Want both Gemma 4 26B A4B and GLM 5.1 without two subscriptions? LumiChats gives you these plus 40+ models under one ₹69/day pass (about $1/day) — draft with one, cross-check with the other.

See pricing

Frequently asked questions

Is Gemma 4 26B A4B or GLM 5.1 better for coding?

Public SWE-Bench figures are not available for either model, so the honest test is your own repository — run an identical real bug through both. By design, Gemma 4 26B A4B leans toward fast, cheap inference from a sparse moe (3.8b active of 25.2b total) while GLM 5.1 leans toward long-horizon autonomous agentic engineering (up to 8-hour runs), and that positioning usually predicts which feels better on your codebase.

Which is cheaper, Gemma 4 26B A4B or GLM 5.1?

Gemma 4 26B A4B is cheaper — $0.15/$0.6 per 1M tokens vs $1.4/$4.4 per 1M tokens, roughly 9.3× apart on input.

Which has the bigger context window?

Gemma 4 26B A4B — 256K vs 200K, about 1.3× larger. Useful only if the model actually reasons over the full window, which not all do.

Can I use both Gemma 4 26B A4B and GLM 5.1 together?

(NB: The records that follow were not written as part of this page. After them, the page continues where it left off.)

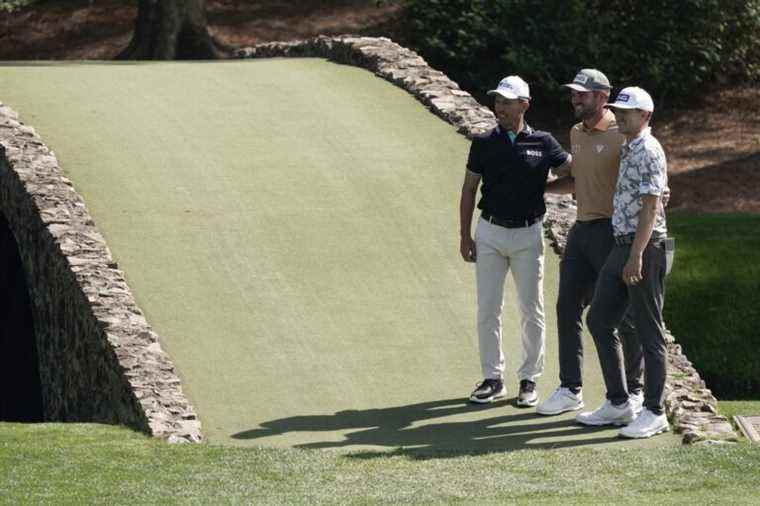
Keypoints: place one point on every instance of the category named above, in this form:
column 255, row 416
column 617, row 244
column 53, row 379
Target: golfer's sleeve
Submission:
column 653, row 169
column 475, row 158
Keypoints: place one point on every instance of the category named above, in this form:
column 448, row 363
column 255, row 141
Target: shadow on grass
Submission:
column 398, row 428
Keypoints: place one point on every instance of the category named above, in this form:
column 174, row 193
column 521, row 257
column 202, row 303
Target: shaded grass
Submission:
column 712, row 299
column 730, row 409
column 63, row 464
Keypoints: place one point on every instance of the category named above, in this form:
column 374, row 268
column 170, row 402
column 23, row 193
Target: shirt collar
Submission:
column 527, row 130
column 605, row 123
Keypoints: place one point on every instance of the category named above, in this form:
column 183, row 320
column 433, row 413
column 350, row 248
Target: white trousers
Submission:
column 498, row 250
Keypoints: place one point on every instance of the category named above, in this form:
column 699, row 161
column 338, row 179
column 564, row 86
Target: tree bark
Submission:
column 172, row 30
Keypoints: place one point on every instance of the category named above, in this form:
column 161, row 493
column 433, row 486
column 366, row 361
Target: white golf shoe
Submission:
column 607, row 414
column 647, row 424
column 637, row 402
column 563, row 399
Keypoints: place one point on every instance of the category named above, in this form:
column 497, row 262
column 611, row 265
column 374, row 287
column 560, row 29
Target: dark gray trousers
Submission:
column 611, row 299
column 588, row 246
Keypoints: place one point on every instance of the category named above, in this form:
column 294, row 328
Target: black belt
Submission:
column 622, row 240
column 594, row 222
column 512, row 223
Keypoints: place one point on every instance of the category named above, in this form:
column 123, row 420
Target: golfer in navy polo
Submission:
column 510, row 164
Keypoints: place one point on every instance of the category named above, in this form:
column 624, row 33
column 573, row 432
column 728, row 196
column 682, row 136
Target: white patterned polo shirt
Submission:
column 643, row 171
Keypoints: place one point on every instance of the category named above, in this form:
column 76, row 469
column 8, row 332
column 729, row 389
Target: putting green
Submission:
column 290, row 229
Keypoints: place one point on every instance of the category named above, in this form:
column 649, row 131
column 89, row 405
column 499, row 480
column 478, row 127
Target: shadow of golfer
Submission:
column 399, row 428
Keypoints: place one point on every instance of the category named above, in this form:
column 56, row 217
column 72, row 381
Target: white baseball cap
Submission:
column 633, row 97
column 512, row 87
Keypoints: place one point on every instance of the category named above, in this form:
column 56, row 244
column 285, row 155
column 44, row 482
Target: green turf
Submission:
column 290, row 229
column 90, row 464
column 712, row 299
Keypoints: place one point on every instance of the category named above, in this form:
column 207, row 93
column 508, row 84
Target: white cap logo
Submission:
column 633, row 97
column 512, row 87
column 581, row 79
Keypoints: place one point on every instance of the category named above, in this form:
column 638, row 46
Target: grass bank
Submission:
column 712, row 299
column 93, row 464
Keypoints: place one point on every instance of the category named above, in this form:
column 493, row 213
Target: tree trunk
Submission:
column 172, row 30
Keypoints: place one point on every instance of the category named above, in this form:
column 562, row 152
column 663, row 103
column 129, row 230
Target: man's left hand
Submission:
column 632, row 270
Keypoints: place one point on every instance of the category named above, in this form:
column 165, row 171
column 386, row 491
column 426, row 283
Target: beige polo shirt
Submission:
column 596, row 159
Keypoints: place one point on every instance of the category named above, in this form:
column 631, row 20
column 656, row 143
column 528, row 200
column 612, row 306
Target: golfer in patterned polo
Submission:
column 634, row 272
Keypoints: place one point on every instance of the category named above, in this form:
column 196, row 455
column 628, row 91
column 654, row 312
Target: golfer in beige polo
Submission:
column 595, row 143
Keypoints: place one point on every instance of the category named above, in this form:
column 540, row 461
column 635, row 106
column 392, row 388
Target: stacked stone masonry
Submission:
column 690, row 405
column 100, row 360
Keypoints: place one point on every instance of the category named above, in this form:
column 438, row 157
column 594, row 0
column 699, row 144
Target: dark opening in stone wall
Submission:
column 20, row 392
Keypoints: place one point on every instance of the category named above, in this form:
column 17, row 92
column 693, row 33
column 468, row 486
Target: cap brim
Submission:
column 620, row 106
column 577, row 87
column 506, row 94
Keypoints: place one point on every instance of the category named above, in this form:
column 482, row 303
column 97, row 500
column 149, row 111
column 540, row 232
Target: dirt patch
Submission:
column 713, row 148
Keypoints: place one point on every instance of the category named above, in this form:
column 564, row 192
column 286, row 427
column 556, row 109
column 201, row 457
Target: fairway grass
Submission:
column 290, row 229
column 94, row 464
column 712, row 299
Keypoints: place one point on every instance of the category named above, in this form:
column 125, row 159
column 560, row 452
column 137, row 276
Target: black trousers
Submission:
column 611, row 300
column 588, row 246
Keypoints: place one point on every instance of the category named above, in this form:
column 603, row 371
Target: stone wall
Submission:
column 99, row 359
column 690, row 405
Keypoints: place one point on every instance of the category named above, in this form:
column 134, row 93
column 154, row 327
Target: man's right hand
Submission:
column 467, row 249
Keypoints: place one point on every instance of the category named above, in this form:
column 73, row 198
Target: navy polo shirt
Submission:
column 514, row 174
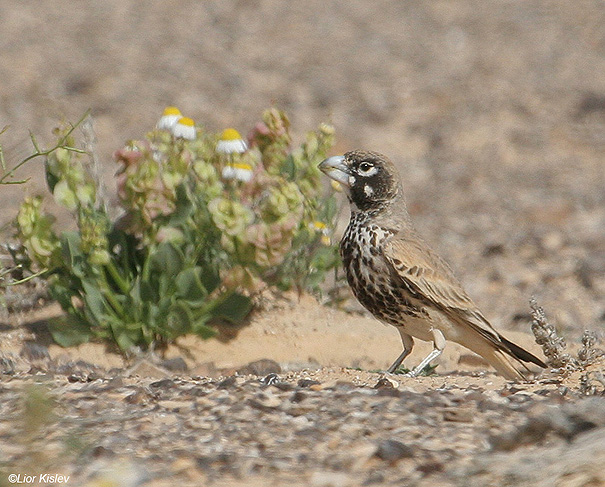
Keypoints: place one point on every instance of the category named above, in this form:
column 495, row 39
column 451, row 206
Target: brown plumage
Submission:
column 399, row 279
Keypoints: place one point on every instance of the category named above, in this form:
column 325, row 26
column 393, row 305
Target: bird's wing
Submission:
column 430, row 279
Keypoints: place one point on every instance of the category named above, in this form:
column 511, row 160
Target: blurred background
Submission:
column 493, row 110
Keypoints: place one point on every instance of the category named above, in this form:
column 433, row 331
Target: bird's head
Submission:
column 369, row 179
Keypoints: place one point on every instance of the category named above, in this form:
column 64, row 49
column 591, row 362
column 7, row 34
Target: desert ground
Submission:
column 494, row 113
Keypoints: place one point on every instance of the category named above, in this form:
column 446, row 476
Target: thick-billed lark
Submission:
column 400, row 280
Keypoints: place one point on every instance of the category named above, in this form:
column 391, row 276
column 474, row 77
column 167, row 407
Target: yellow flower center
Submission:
column 241, row 165
column 171, row 111
column 187, row 122
column 230, row 134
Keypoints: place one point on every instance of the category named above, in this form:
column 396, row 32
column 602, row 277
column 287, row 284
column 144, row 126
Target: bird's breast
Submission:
column 369, row 273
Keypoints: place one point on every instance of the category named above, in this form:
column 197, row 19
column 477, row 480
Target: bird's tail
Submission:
column 509, row 359
column 506, row 365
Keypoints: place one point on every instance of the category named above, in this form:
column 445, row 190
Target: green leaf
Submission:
column 209, row 277
column 166, row 259
column 201, row 329
column 72, row 253
column 179, row 321
column 189, row 286
column 94, row 301
column 184, row 206
column 233, row 309
column 69, row 330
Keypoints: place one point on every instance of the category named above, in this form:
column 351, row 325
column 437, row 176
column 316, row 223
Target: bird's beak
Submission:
column 335, row 168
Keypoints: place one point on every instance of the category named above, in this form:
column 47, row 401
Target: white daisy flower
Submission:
column 238, row 170
column 184, row 129
column 169, row 118
column 231, row 141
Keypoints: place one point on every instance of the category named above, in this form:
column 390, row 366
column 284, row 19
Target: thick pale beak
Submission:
column 335, row 168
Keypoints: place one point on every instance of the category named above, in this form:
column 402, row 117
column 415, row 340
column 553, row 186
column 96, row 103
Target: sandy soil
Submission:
column 495, row 114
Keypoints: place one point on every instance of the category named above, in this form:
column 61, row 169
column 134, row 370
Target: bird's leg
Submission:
column 408, row 344
column 439, row 345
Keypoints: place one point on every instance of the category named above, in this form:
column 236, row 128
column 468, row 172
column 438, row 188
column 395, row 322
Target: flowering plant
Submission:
column 208, row 222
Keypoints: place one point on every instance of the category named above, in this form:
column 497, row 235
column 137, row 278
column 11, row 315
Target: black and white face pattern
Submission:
column 371, row 179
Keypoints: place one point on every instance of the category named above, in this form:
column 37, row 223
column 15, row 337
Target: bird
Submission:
column 400, row 280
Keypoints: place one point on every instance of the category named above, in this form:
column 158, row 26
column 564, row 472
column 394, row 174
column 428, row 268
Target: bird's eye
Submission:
column 366, row 168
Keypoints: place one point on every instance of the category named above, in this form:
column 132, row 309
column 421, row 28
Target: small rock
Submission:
column 392, row 451
column 33, row 351
column 176, row 364
column 145, row 368
column 261, row 367
column 330, row 479
column 384, row 383
column 459, row 415
column 307, row 383
column 270, row 379
column 227, row 383
column 162, row 384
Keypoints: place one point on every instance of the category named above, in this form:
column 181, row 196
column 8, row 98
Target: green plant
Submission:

Yes — a multi-model platform like LumiChats gives you Gemma 4 26B A4B, GLM 5.1 and 40+ others under one ₹69/day pass (about $1/day), so you can draft with one and cross-check with the other instead of buying two subscriptions.

Which is newer, Gemma 4 26B A4B or GLM 5.1?

GLM 5.1 — released April 7, 2026, about 5 days after Gemma 4 26B A4B.

Related comparisons

Specifications and benchmarks reflect publicly reported figures as of June 2026 and may change as providers release updates. Always verify on your own workload.